Here is how you run the script that applies the EMRDP algorithm against the Grid World datasets that were stored locally
python grid_emrdp.py --path_in ~/path/to/data --path_out ~/path/to/results --path_log ~/path/to/logs/dir
We implemented the cloud distribution of the EMRDP algorithm using Ray. You can run it, assuming you have a K8S cluster already set up. If not, follow the instructions for setting up an IBM OpenShift cluster here or an AWS K8S cluster here.
Before you run our scripts, make sure you're in the right K8S context. If you have the kubectl
CLI installed, you can run
kubectl config current-context
Your context is also available to view on Docker Desktop -> kubernetes -> contexts.
The Ray cluster requires its own cluster yaml. We used the cluster yaml emrdp.yaml
copied from another project. Note that emrdp.yaml
assumes your configs.yaml
is located under the dir root ./
.
See here for instructions on how to define the Ray
cluster yaml from scratch.
Start the Ray
cluster with
ray up emrdp.yaml --no-config-cache --yes
Run the data generation script [with a log file]

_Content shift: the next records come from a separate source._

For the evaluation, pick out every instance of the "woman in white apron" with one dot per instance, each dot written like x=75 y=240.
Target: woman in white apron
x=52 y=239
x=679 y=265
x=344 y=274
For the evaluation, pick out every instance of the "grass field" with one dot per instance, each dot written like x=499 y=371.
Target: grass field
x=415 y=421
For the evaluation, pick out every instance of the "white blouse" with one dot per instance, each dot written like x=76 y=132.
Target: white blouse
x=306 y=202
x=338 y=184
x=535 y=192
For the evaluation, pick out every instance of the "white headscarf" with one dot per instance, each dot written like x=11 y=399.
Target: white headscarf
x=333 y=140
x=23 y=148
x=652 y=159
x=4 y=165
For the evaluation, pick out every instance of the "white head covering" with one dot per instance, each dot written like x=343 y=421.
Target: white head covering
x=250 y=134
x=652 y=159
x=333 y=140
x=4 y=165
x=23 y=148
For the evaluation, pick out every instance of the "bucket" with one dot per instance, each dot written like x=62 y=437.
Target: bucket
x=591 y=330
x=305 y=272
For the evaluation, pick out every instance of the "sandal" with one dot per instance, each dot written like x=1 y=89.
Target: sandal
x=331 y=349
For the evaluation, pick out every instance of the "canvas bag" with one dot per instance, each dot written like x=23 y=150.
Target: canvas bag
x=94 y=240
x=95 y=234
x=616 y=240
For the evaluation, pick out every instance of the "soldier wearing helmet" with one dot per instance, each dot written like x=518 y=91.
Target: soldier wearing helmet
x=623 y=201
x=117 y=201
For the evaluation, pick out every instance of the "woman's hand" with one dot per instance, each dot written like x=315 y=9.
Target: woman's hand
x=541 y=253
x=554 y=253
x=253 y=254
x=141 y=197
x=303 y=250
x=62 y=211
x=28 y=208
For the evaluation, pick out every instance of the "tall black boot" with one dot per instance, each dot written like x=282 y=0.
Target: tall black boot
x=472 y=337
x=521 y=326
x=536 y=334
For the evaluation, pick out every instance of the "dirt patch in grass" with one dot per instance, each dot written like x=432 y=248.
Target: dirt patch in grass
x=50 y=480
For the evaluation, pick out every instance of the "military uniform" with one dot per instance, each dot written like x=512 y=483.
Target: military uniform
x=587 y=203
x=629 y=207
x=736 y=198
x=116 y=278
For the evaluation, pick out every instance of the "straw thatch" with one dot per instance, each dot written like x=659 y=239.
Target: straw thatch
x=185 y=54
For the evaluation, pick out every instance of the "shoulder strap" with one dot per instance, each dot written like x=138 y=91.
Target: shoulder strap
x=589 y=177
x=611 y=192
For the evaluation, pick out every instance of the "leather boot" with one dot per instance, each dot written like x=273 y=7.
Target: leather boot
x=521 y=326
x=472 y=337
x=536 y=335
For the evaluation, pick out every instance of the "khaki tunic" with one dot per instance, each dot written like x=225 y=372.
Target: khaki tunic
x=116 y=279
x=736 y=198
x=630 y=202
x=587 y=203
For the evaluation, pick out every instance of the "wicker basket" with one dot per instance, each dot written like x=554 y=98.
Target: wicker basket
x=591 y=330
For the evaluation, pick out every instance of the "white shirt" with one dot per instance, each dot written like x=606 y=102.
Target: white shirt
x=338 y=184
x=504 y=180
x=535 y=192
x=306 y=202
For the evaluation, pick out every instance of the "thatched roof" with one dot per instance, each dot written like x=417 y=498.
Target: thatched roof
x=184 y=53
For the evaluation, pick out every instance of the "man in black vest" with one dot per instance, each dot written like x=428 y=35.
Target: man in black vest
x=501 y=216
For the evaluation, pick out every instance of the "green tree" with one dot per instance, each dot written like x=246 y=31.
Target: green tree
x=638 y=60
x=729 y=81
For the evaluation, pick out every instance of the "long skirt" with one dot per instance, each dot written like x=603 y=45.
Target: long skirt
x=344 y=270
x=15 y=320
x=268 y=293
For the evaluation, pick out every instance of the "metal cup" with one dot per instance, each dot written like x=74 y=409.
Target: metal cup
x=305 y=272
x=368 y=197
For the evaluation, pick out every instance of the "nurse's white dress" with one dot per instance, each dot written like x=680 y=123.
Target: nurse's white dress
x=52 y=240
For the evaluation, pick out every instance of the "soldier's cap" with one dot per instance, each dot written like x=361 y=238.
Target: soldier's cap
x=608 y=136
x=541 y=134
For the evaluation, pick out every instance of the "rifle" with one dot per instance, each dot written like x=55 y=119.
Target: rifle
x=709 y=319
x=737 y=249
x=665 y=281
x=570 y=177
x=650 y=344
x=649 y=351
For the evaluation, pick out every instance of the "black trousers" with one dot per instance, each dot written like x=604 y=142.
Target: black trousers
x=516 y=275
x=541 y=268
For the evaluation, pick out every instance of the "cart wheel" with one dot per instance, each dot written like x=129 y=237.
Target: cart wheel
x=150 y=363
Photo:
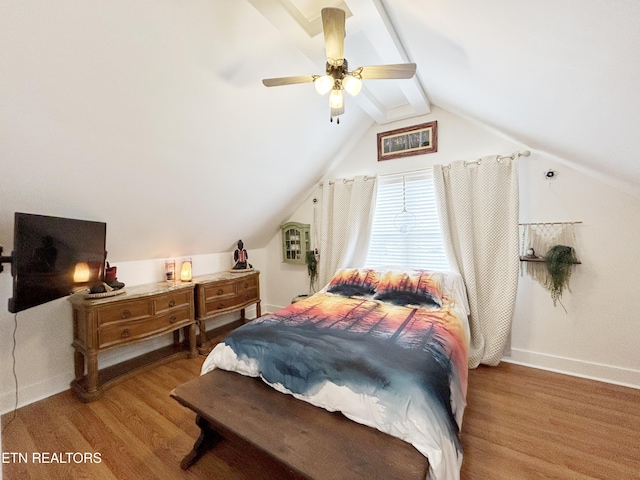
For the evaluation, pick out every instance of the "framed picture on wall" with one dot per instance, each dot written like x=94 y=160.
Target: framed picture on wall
x=408 y=141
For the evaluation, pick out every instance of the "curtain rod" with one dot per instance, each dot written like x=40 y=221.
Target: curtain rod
x=549 y=223
x=347 y=180
x=513 y=156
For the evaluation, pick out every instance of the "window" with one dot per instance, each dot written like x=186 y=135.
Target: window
x=421 y=246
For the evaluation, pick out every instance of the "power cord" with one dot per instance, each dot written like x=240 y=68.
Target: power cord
x=15 y=376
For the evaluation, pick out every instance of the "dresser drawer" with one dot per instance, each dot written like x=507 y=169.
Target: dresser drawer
x=125 y=311
x=131 y=331
x=172 y=300
x=247 y=283
x=219 y=290
x=222 y=303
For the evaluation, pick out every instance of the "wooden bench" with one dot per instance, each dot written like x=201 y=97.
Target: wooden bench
x=310 y=441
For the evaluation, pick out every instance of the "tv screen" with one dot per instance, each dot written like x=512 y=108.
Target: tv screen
x=54 y=257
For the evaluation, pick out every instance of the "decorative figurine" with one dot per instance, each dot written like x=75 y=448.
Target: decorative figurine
x=240 y=257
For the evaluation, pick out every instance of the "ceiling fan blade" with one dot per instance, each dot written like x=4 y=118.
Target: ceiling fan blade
x=380 y=72
x=276 y=82
x=333 y=26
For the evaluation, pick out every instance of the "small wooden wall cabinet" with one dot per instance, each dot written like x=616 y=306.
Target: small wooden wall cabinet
x=138 y=314
x=224 y=292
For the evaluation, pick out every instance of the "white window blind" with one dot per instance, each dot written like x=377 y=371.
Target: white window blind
x=421 y=246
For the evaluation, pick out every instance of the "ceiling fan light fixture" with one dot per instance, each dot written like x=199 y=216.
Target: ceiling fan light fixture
x=323 y=84
x=352 y=84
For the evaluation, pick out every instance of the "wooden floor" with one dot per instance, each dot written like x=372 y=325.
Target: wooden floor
x=520 y=423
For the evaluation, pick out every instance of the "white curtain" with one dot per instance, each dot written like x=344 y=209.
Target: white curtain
x=478 y=208
x=345 y=224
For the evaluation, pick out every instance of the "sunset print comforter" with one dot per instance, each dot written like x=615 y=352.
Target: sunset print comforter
x=388 y=349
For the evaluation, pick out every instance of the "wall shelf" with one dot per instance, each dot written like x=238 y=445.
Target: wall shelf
x=539 y=259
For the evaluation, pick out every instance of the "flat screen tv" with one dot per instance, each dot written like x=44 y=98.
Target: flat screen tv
x=54 y=257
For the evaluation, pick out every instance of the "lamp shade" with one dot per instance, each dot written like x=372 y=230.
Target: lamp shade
x=323 y=84
x=186 y=273
x=81 y=273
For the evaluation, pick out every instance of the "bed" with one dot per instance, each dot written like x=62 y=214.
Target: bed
x=384 y=347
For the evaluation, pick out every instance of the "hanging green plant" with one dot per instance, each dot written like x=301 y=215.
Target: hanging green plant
x=312 y=268
x=559 y=260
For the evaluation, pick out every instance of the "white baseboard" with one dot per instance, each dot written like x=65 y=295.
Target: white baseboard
x=626 y=377
x=34 y=392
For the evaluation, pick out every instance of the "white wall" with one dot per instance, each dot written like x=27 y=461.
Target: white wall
x=598 y=335
x=44 y=356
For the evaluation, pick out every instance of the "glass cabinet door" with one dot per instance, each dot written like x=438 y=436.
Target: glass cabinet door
x=295 y=242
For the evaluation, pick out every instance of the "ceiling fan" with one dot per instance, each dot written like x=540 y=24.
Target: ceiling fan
x=338 y=77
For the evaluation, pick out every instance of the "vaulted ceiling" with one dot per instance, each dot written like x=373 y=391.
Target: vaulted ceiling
x=151 y=114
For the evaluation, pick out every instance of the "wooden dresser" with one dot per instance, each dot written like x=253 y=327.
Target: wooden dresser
x=224 y=292
x=142 y=312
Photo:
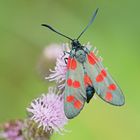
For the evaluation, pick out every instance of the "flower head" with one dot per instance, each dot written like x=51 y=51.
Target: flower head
x=48 y=112
x=12 y=130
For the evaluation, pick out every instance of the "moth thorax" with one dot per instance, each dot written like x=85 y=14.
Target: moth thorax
x=80 y=55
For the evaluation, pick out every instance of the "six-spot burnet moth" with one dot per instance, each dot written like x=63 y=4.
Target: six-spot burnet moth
x=85 y=76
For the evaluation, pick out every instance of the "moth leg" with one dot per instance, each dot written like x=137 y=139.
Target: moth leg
x=66 y=60
x=65 y=52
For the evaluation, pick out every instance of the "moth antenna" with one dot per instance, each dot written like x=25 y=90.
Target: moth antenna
x=91 y=21
x=51 y=28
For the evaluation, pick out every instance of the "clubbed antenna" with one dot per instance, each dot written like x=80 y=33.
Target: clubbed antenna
x=48 y=26
x=91 y=21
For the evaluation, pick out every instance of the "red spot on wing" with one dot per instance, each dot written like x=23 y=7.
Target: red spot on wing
x=108 y=96
x=103 y=72
x=92 y=58
x=68 y=63
x=99 y=78
x=77 y=104
x=70 y=98
x=76 y=84
x=87 y=80
x=69 y=82
x=112 y=87
x=73 y=64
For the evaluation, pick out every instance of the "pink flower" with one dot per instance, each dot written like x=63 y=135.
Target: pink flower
x=48 y=112
x=12 y=130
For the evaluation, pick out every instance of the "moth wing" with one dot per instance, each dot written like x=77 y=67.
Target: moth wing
x=74 y=93
x=104 y=85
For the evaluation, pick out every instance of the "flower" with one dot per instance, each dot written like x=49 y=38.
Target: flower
x=48 y=112
x=12 y=130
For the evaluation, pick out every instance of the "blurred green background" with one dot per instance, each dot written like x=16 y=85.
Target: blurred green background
x=115 y=32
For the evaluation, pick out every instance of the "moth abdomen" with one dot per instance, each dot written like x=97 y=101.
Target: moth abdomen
x=89 y=92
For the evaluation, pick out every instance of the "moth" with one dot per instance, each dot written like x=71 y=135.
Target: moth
x=86 y=76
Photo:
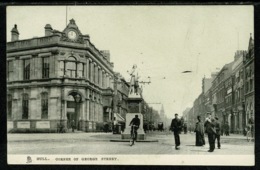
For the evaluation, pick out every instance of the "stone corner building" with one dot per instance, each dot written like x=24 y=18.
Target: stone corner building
x=58 y=78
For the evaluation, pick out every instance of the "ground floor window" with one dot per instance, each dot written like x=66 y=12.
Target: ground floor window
x=9 y=107
x=25 y=103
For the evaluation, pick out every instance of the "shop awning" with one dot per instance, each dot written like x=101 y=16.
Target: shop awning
x=118 y=117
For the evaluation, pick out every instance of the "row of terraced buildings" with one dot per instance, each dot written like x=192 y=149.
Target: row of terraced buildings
x=228 y=94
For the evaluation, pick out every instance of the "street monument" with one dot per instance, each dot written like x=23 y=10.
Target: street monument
x=134 y=106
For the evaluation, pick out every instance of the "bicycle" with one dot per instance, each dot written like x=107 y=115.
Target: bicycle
x=249 y=134
x=133 y=134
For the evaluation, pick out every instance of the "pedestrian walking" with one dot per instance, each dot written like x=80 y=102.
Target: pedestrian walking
x=226 y=129
x=176 y=128
x=218 y=132
x=73 y=125
x=211 y=131
x=199 y=130
x=185 y=128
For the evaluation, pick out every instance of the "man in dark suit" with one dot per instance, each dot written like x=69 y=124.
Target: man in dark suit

ray submit emrdp.yaml scripts/grid_data.py -c configs.yaml --path_log . --no-config-cache
To check the log file, first log into the cluster head node
ray attach ~/Workspace/emrdp/emrdp.yaml
You can ls -lh
to find the time-stamped name of the log file. For example, read the file with
(base) ray@emrdp-cluster-head-jvmbl:~$ cat grid_emrdp_data_2022-12-23_0347.log
Exit the cluster head node with
(base) ray@emrdp-cluster-head-jvmbl:~$ exit
Run the EMRDP algorithm script [without a log file]

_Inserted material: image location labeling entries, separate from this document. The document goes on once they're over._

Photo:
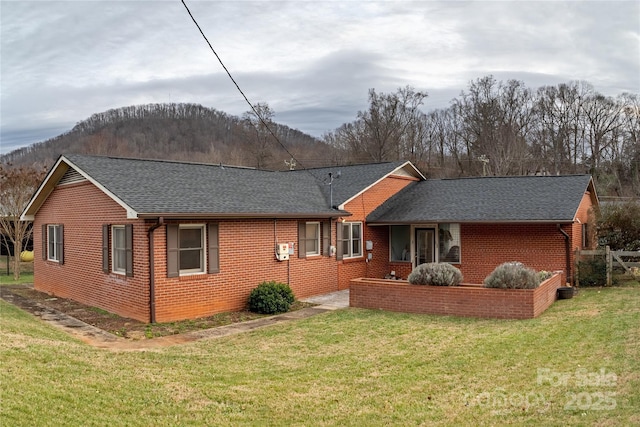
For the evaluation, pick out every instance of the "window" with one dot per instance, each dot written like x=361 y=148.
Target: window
x=119 y=257
x=312 y=238
x=400 y=239
x=586 y=237
x=53 y=242
x=351 y=240
x=117 y=249
x=192 y=249
x=449 y=243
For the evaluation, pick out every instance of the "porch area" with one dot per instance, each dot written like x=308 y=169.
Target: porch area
x=469 y=300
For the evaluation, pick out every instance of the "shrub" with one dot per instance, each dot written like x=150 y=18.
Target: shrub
x=271 y=298
x=435 y=274
x=544 y=275
x=512 y=275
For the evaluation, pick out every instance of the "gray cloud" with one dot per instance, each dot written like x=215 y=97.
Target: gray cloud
x=313 y=62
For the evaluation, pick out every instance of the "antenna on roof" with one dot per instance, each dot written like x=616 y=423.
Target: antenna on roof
x=291 y=164
x=331 y=186
x=485 y=160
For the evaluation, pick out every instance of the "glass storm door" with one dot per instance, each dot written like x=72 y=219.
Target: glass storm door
x=425 y=245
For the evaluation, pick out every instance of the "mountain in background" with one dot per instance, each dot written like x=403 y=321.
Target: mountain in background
x=185 y=132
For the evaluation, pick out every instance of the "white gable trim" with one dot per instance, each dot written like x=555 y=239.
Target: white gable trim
x=51 y=180
x=400 y=170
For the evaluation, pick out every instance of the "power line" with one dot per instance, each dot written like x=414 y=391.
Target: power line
x=242 y=93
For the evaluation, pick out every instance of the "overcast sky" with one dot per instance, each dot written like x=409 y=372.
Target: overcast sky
x=311 y=61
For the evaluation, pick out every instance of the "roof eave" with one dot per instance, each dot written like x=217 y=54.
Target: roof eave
x=457 y=221
x=241 y=215
x=417 y=174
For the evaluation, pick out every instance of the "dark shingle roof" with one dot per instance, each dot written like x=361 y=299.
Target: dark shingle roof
x=350 y=180
x=166 y=187
x=486 y=199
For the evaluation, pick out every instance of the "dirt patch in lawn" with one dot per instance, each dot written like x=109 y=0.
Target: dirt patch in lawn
x=34 y=301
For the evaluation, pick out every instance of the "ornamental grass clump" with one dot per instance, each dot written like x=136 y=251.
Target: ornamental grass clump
x=435 y=274
x=271 y=298
x=512 y=275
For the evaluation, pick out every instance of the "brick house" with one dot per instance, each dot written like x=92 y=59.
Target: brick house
x=160 y=241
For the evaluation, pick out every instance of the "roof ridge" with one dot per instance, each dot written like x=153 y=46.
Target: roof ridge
x=510 y=177
x=181 y=162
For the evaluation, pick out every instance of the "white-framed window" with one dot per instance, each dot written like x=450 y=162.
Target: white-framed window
x=191 y=248
x=54 y=242
x=400 y=243
x=449 y=243
x=119 y=249
x=312 y=238
x=351 y=239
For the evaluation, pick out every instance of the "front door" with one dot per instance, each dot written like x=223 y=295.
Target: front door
x=425 y=245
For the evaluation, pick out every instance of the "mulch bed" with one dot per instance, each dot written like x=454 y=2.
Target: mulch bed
x=31 y=300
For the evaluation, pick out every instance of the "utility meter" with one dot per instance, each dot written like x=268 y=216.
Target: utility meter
x=282 y=251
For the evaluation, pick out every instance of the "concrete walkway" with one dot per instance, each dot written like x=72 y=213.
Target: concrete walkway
x=330 y=301
x=102 y=339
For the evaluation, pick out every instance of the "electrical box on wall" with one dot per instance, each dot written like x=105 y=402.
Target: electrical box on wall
x=282 y=251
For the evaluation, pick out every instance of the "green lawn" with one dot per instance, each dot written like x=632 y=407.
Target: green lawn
x=577 y=364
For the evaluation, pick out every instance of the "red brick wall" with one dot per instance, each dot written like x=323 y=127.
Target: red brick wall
x=466 y=301
x=485 y=246
x=247 y=258
x=83 y=209
x=360 y=207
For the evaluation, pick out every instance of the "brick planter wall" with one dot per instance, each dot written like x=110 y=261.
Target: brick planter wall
x=465 y=300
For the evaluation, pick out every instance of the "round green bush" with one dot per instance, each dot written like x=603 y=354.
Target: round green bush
x=271 y=298
x=435 y=274
x=512 y=275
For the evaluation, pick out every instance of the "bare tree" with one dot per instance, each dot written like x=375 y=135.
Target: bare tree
x=17 y=185
x=258 y=127
x=497 y=118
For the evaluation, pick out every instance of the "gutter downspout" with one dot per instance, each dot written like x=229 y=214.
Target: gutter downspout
x=567 y=249
x=152 y=275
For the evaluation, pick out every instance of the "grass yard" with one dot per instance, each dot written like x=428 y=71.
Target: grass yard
x=577 y=364
x=6 y=271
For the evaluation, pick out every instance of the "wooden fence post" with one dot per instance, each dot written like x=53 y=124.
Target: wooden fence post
x=576 y=268
x=609 y=260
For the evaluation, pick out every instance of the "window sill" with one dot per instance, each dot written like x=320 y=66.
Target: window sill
x=350 y=260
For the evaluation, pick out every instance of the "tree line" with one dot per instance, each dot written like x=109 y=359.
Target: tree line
x=186 y=132
x=492 y=128
x=503 y=128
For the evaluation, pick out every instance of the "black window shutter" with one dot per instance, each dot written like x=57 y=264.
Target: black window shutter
x=339 y=254
x=302 y=239
x=44 y=241
x=173 y=267
x=60 y=242
x=326 y=238
x=214 y=249
x=105 y=248
x=128 y=245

ray submit emrdp.yaml scripts/grid_emrdp.py -c configs.yaml --no-config-cache
To update the Ray cluster yaml after a emrdp.yaml
change
ray up emrdp.yaml --no-config-cache --yes
To shutdown the Ray cluster
ray down -y emrdp.yaml
To monitor Ray cluster autoscaling
ray exec emrdp.yaml 'tail -n 100 -f /tmp/ray/session_latest/logs/monitor*'
To connect to a terminal on the Ray cluster head node
ray attach emrdp.yaml
Then exit the head node with
exit
See here for OpenShift-specific instructions on how to view the Ray
dashboard.
--> On ray up
you get ModuleNotFoundError related to ray
.
pip install -U "ray[default,serve,k8s]"==1.13.0
--> When running grid_emrdp.py
, you get alerts: Received a GOAWAY with error code ENHANCE_YOUR_CALM and debug data equal to "too_many_pings".
Follow this Ray
core issue.
--> SSH still not available
Too many CPU / memory resources were requested as max values.